I did look it up because I hadn't heard of that group. Thanks for the reference.

It sounds like there is a larger story to tell about that than "see here is a secret hidden cabal of forces pulling the strings of journalists."

The very Wikipedia article on the subject outlines the active stories outing the list for some of their less-scrupulous conversations in publications like the Atlantic[0].

That sort of goes along with what I had been saying—there is no unified voice. I didn't say there were no bad actors—I clearly stated the press is far from perfect—which includes overzealous rabbling to the point of pressing professional ethics to a breaking point, and making an ugly display of it.

This group also was known to each other—they were not a massive conspiracy pulling the strings behind the outlets from the top-down.

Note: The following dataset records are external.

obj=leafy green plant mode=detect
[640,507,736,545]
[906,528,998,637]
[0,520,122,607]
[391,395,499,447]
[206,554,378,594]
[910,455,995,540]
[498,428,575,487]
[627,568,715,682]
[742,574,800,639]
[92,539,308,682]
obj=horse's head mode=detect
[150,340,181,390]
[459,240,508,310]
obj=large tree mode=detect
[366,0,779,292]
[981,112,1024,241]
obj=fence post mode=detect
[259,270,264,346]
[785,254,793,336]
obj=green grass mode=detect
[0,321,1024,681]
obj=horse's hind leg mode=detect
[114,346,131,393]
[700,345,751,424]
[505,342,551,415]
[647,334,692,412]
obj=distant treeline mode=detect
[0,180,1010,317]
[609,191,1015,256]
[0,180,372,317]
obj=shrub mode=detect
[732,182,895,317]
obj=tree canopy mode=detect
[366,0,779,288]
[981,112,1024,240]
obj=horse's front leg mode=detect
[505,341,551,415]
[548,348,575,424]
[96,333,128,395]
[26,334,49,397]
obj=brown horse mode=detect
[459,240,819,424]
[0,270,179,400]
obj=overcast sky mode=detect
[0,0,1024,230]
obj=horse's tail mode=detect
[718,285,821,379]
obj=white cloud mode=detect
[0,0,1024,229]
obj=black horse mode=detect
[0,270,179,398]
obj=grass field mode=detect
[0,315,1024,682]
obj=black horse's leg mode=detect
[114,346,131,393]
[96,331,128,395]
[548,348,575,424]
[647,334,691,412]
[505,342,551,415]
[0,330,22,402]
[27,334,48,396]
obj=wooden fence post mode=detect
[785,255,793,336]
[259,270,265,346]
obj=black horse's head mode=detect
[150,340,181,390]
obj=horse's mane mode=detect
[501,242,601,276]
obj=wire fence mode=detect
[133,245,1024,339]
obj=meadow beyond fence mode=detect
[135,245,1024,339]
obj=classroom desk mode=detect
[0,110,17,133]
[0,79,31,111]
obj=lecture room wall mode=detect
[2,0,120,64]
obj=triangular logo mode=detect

These weren't professionals having their pockets lined to break ethical standards or push pre-decided stories. They were rabble-roused in isolated online communities. If anything, that's the part that sounds familiar now.

[0] https://www.theatlantic.com/national/archive/2010/07/meet-th...

> It's not difficult to see that wealth, status, and connection are self-compounding. I also don't think it's unreasonable to say that many people in this group hold views that are out of step with the majority of Americans, particularly when you are talking about the pro-military intervention crowd.

Yes, the wealthy certainly rig the system to stay wealthy and get more wealth. That's an easy thing to assert. But to then make vague connections to intelligence and relatives of presidents as though they posed some unseen censorship apparatus on media with some specific goals is where it gets into conspiracy theory zone.

Journalists and the press has their self interest to protect too. That is why it is hard to take criticism of Facebook, Google, etc from them, because their criticism is tainted by conflict of interest. One does not go to the Pope to get an impartial view about atheism. I do not say that what Atlantic/NY times/etc says on this topic is without value. Only that what they say should not be regarded as final or defenitive word, rather only as claims in argument.
> Only that what they say should not be regarded as final or defenitive word, rather only as claims in argument.

I'd agree with that.

It's the claim that they're in on a massive conspiracy because of a select set of articles on the subject is the line I've taken to issue.